Bugaboo of Soil Acidity Dispelled

SOIL ACIDITY IS A bugaboo that farmers for years have been uselessly fighting. As a matter of fact, acidity may actually be beneficial instead of harmful if proper soil conservation measures are used.

It is not the acidity in soils that is injurious but the shortage of nutrients that are replaced by acidity. Given the proper fertility, plants will turn in their customary or usual performance even in the presence of soil acidity. This acid condition is merely a case of increased shortage of plant food nutrients for which crops suffer.

Experiments with soybeans in which increased soil acidity made both calcium and phosphorus actually more effective than in more neutral soil, improved the feeding value of forage and kept the sand element lower.

Experiments indicate that it is no longer necessary to fight soil acidity, on the contrary, acidity is beneficial if lime or calcium, phosphorus, potash and other plant foods are utilized to restore full fertility and if soils are helped to maintain their needed stores of organic matter by means of sod crops or corresponding recuperative rest periods.

We can now say that acid tolerant legumes have been discovered.
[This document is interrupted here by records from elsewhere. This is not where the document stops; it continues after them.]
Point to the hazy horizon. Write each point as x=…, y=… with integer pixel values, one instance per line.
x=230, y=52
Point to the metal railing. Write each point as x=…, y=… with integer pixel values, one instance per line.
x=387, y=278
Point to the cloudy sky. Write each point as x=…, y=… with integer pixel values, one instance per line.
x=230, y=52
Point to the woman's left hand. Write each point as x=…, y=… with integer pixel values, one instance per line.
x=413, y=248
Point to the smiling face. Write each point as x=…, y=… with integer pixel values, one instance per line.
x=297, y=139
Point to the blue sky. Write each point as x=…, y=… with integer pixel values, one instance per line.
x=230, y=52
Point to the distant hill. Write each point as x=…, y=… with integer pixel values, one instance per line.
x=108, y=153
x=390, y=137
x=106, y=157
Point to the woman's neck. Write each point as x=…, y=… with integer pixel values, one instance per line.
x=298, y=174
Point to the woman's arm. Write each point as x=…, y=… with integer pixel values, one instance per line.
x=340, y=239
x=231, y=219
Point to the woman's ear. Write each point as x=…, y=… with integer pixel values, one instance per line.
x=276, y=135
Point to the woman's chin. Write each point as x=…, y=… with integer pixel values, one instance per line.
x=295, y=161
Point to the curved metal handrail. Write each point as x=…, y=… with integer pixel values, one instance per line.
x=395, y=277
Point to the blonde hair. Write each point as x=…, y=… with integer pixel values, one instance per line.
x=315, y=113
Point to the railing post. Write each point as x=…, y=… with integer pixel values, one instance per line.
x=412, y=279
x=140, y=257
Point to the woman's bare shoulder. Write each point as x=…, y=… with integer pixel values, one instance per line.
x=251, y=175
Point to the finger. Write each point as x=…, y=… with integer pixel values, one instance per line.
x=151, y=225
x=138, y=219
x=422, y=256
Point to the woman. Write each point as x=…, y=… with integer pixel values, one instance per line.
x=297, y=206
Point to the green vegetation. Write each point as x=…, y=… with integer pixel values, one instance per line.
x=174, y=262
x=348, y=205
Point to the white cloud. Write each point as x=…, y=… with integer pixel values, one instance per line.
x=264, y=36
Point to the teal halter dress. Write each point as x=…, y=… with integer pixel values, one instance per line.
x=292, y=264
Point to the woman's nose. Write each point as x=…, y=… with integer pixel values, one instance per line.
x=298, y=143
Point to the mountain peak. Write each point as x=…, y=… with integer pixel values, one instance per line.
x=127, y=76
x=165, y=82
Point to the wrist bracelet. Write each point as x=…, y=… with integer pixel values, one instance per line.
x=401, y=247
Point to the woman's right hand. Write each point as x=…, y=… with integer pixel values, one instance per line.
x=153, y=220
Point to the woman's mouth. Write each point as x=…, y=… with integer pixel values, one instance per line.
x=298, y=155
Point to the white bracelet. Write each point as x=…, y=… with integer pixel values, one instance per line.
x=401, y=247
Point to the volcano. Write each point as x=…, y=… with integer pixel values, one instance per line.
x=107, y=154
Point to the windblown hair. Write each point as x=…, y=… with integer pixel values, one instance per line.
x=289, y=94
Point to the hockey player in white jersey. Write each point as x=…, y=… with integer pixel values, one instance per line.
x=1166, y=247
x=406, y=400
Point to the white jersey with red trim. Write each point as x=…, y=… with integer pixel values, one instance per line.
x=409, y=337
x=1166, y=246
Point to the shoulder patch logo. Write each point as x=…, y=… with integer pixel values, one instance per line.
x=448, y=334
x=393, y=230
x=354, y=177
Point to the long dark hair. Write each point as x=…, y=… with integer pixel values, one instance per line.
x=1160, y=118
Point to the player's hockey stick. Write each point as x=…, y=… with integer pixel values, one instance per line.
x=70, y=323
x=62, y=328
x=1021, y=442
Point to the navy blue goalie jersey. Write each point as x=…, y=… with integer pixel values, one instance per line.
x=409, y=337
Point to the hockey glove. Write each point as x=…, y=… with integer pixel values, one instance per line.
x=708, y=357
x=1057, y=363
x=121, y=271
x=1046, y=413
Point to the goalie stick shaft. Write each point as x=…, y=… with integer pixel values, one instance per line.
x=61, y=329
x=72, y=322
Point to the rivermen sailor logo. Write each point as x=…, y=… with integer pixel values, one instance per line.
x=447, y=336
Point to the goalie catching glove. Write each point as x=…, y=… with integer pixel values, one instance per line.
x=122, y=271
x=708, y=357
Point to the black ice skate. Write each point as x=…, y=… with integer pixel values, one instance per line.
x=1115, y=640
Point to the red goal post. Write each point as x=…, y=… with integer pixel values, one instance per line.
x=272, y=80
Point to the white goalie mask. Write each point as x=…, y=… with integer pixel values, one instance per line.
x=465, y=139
But they tolerate acidity only when fertilizer materials are properly supplied in balanced amounts.

In this connection it was pointed out that the three vital plant foods on which crops depends most are: 1—nitrogen, which encourages early and abundant growth, builds protein and develops the fleshy portion of roots; 2—phosphorus, which hastens the ripening of seed and promotes early maturity; and 3—potash, which is the balance wheel, enabling a crop to make better use of the other plant foods, develop resistance to disease and maintain an improved quality.